Mazda CX-30 Price Data - Preparation

Preparing and cleaning car price data.

R
CarPrice
Mazda CX-30
Author

John Bates

Published

April 3, 2023

The aim of this notebook is to prepare an R dataframe for analysis. We start with some data that has been collected about car prices for a number of variants of the Mazda CX-30. The car prices are in £ Sterling and have been obtained from a number of sources.

The processing in this notebook will result in the creation of a serialisation of a cleaned dataframe to disk in R’s native RDS format.

We use the term dataframe but will actually be using a Tidyverse tibble which can be thought of as an enhanced dataframe. The tibble package, and several others that we will be using, are made available by referencing the tidyverse package.

Note

You can install the tidyverse package by running the one-off command:

install.packages("tidyverse")
library(tidyverse)

Our data is already in a CSV file on disk that we can read into a dataframe and then we can convert the dataframe into a tibble.

cars <- read_csv("mazda.csv") |> as_tibble()

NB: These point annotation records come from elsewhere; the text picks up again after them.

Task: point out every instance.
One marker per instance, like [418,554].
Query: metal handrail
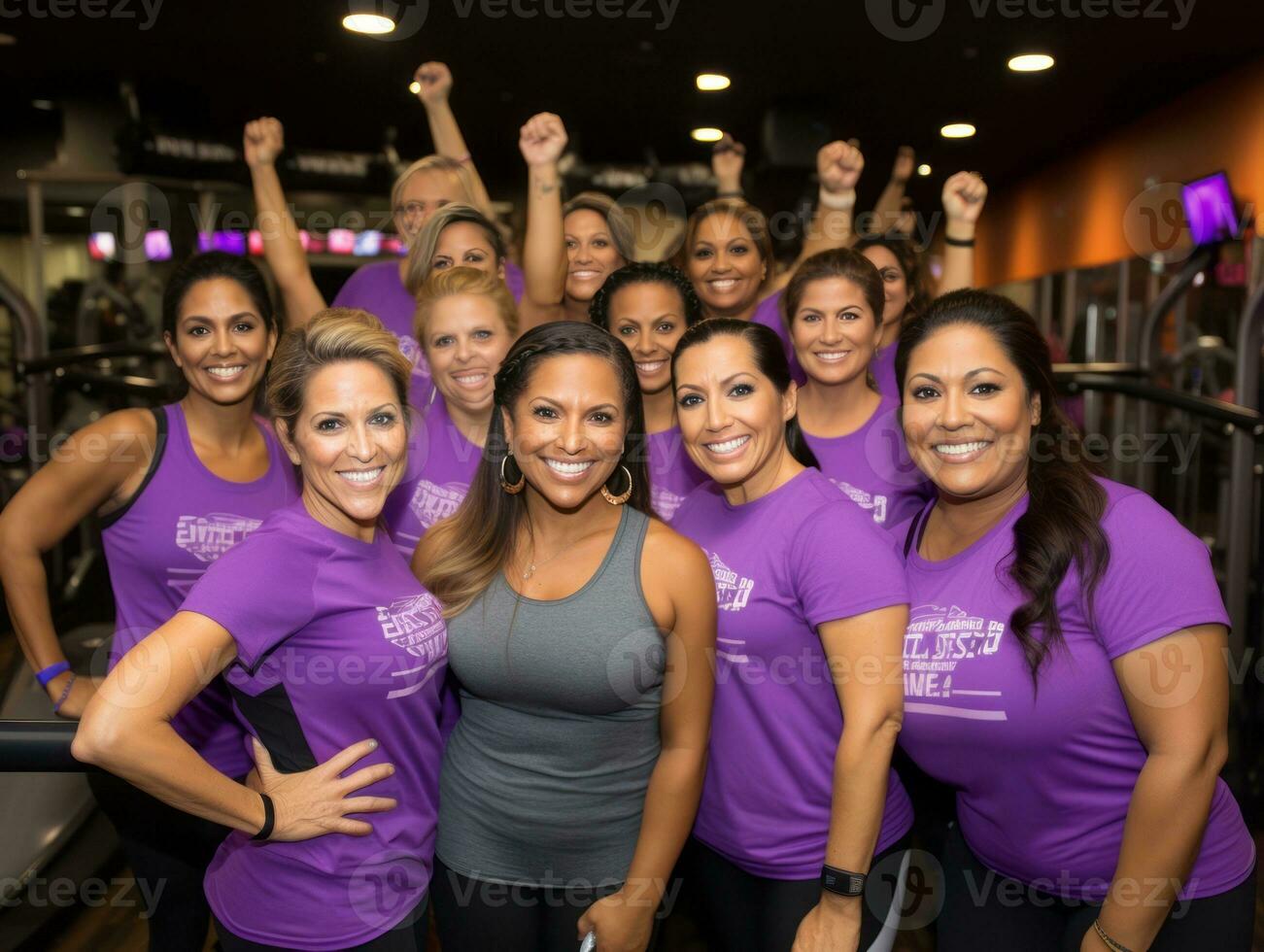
[38,747]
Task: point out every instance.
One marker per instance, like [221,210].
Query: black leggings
[473,915]
[168,851]
[408,935]
[983,909]
[747,913]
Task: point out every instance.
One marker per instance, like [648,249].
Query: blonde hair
[421,253]
[432,163]
[332,336]
[464,281]
[616,221]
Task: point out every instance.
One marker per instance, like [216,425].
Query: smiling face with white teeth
[725,265]
[465,340]
[352,443]
[835,331]
[649,319]
[567,428]
[221,343]
[591,253]
[732,418]
[967,414]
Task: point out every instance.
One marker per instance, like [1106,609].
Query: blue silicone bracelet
[51,671]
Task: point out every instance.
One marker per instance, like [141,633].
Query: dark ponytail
[1062,524]
[769,359]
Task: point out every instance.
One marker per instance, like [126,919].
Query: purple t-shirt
[872,466]
[379,289]
[769,314]
[336,642]
[672,474]
[441,465]
[882,367]
[181,520]
[1044,780]
[784,564]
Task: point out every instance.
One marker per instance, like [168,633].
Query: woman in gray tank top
[580,632]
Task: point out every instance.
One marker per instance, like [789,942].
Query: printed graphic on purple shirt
[1021,760]
[777,564]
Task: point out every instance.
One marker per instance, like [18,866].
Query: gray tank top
[545,775]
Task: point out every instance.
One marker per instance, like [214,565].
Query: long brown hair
[475,542]
[1062,524]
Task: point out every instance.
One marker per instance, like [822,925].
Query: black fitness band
[269,818]
[840,881]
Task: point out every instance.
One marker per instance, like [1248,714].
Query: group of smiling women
[555,599]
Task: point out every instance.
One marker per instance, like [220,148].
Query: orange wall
[1072,215]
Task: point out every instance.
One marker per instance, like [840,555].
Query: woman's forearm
[152,756]
[544,253]
[282,248]
[1162,833]
[670,806]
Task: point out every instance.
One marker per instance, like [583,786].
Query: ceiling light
[369,23]
[712,83]
[1030,62]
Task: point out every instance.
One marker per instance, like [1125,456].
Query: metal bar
[1242,474]
[1244,419]
[38,747]
[1145,351]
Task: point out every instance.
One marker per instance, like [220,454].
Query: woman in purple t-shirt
[834,304]
[799,801]
[465,323]
[569,250]
[1065,666]
[649,306]
[334,654]
[900,264]
[175,489]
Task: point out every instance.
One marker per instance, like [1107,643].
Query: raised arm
[838,167]
[261,142]
[99,466]
[126,730]
[890,202]
[866,649]
[436,84]
[964,198]
[544,252]
[1185,737]
[684,604]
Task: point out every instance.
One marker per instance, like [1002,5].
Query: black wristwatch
[840,881]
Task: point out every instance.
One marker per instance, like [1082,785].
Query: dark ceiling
[625,84]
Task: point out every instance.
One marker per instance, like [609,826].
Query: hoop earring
[622,497]
[516,487]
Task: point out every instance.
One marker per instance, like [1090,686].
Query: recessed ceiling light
[1030,62]
[369,23]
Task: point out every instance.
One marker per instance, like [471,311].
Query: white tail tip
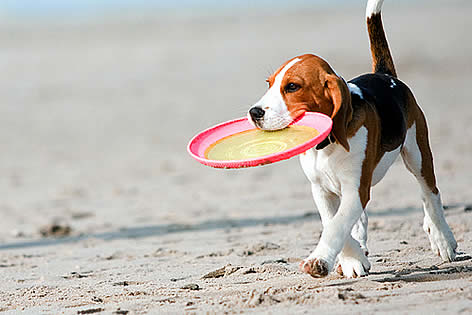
[373,7]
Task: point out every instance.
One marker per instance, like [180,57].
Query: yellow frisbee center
[258,143]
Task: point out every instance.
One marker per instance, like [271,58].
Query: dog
[375,119]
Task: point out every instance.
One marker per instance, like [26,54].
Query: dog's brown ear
[336,89]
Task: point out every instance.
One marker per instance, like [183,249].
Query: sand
[102,210]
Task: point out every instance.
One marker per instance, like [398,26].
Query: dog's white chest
[333,165]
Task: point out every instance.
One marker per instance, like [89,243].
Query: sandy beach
[103,211]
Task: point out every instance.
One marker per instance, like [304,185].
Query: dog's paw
[315,267]
[353,267]
[442,240]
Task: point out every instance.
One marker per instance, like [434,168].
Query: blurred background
[99,99]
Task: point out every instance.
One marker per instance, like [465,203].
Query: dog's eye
[291,87]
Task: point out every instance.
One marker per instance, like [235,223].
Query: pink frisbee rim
[197,146]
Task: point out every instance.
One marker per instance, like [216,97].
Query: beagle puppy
[375,119]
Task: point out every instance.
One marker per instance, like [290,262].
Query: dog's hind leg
[418,159]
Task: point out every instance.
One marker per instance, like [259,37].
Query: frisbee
[238,144]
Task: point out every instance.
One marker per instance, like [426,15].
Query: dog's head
[304,83]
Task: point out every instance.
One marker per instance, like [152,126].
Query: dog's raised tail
[382,61]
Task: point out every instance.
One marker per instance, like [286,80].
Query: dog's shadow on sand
[433,273]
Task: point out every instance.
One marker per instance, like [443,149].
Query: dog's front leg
[335,233]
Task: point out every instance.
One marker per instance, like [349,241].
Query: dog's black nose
[256,113]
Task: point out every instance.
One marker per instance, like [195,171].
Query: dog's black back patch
[388,96]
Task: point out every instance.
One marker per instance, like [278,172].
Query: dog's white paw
[353,267]
[442,240]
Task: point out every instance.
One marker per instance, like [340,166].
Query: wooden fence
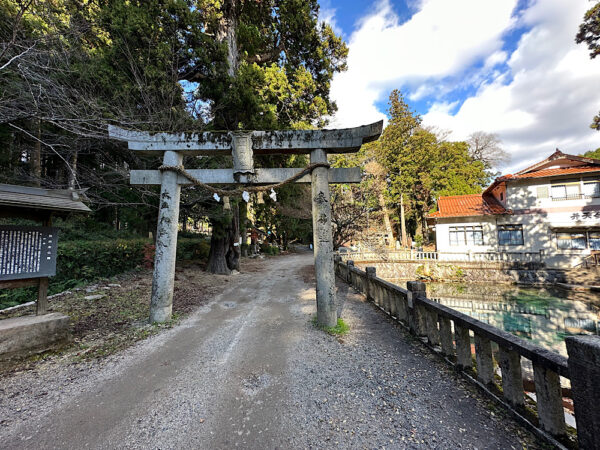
[450,332]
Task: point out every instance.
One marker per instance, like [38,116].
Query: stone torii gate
[242,146]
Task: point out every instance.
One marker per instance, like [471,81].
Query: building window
[566,190]
[510,234]
[594,240]
[591,188]
[471,235]
[571,241]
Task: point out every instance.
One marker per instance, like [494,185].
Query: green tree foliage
[68,68]
[589,33]
[421,167]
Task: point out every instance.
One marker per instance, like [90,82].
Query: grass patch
[339,330]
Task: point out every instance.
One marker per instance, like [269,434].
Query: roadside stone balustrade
[452,333]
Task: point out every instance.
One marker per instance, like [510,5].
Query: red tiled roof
[555,171]
[468,205]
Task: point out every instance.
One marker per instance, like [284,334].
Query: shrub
[268,249]
[83,261]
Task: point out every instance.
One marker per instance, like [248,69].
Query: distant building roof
[468,205]
[14,197]
[557,164]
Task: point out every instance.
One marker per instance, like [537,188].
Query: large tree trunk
[217,263]
[386,220]
[224,256]
[403,223]
[234,252]
[36,155]
[73,171]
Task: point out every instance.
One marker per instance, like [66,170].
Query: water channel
[543,315]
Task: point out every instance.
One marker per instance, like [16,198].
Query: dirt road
[250,371]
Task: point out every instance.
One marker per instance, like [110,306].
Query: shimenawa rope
[225,192]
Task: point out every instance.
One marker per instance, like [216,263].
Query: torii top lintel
[348,140]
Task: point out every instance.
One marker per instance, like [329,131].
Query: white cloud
[551,96]
[441,39]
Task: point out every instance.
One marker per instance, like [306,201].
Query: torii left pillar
[323,241]
[161,303]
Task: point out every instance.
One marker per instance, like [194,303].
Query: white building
[549,212]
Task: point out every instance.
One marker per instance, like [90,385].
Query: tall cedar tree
[589,32]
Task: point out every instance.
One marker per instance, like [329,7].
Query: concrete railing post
[433,334]
[416,320]
[350,265]
[584,370]
[464,358]
[548,394]
[446,336]
[512,377]
[485,361]
[161,303]
[371,273]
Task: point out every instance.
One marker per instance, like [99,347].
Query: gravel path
[250,371]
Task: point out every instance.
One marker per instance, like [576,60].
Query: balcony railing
[574,197]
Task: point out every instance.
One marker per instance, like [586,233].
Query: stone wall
[466,272]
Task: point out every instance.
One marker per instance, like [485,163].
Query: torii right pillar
[323,241]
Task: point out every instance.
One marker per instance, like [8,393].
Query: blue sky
[509,67]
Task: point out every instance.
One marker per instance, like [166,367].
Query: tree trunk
[403,222]
[386,220]
[217,263]
[224,256]
[73,171]
[234,252]
[36,155]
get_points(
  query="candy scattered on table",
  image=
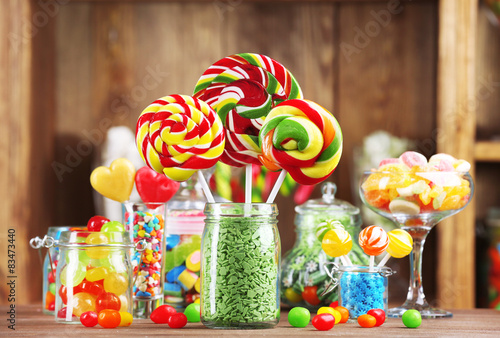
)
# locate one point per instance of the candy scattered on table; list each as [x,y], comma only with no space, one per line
[323,322]
[412,318]
[299,316]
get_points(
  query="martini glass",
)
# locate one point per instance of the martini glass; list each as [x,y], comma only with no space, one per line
[417,201]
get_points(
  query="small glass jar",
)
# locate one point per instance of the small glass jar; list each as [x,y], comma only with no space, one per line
[146,222]
[94,273]
[303,277]
[361,288]
[240,266]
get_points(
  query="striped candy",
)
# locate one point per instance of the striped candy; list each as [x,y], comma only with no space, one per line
[373,240]
[178,134]
[242,89]
[302,138]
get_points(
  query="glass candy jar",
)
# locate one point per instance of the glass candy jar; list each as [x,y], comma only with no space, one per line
[94,273]
[360,288]
[240,269]
[303,277]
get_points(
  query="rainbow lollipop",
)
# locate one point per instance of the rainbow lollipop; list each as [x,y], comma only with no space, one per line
[400,245]
[373,240]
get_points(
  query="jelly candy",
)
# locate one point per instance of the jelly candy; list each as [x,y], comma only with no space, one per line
[367,321]
[177,320]
[161,314]
[95,223]
[126,318]
[379,315]
[192,313]
[109,318]
[83,302]
[299,317]
[323,322]
[115,283]
[89,318]
[107,300]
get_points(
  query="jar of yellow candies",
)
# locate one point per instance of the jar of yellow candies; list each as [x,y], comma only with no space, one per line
[94,274]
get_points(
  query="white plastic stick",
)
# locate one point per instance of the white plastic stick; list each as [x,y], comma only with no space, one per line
[206,189]
[248,183]
[277,186]
[384,260]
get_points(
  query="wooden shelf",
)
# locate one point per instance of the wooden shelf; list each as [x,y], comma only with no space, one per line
[487,151]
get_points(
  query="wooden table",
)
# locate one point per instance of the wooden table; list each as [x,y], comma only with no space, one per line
[30,321]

The pipe-forward operator, which is similar (but not identical) to the one found in the F# language and even earlier dialects of ML, takes the result of the command to its left and passes it as the first argument of the function on its right. So the above code fragment is functionally the same as this:

cars <- as_tibble(read_csv("mazda.csv"))

But using the pipe-forward operator, especially when chained in runs of more than one, makes the code easier to read.

str(cars)
tibble [816 × 7] (S3: tbl_df/tbl/data.frame)
 $ rowno      : num [1:816] 1 2 3 4 5 6 7 8 9 10 ...
 $ id         : num [1:816] 2.02e+14 2.02e+14 2.02e+14 2.02e+14 2.02e+14 ...
 $ title      : chr [1:816] "Mazda Cx-30" "Mazda CX-30" "Mazda Cx-30" "Mazda Cx-30" ...
 $ subtitle   : chr [1:816] "2.0 Skyactiv-X MHEV GT Sport Tech 5dr" "2.0 e-Skyactiv G MHEV SE-L 5dr" "SE-L LUX MHEV 2.0 5dr" "2.0 e-Skyactiv X MHEV GT Sport Tech 5dr Hatchback" ...
 $ price      : num [1:816] 24990 18785 21995 29994 34745 ...
 $ spec       : chr [1:816] "2021 (71 reg) SUV 6,542 miles 2.0L 186PS Manual Petrol Full service history" "2021 SUV 14,814 miles 2.0L 122PS Manual Petrol" "2020 (20 reg) SUV 17,548 miles 2.0L 122PS Manual Petrol" "2023 (23 reg) SUV 225 miles 2.0L 186PS Manual Petrol" ...
 $ advert_date: POSIXct[1:816], format: "2023-04-03 16:26:50" "2023-04-03 16:26:50" ...

Running str on the tibble shows that we have 816 rows on 7 columns. Two rows are badly named: title should be named model and subtitle would be better named variant_detail because it contains a collection of information that we can examine to determine more about the particular variant of the model that each row describes. We can rename the rows by using the rename function from the dplyr package (which is itself part of the umbrella tidyverse package)

cars <- cars |> rename(
    model = title,
    variant_detail = subtitle
)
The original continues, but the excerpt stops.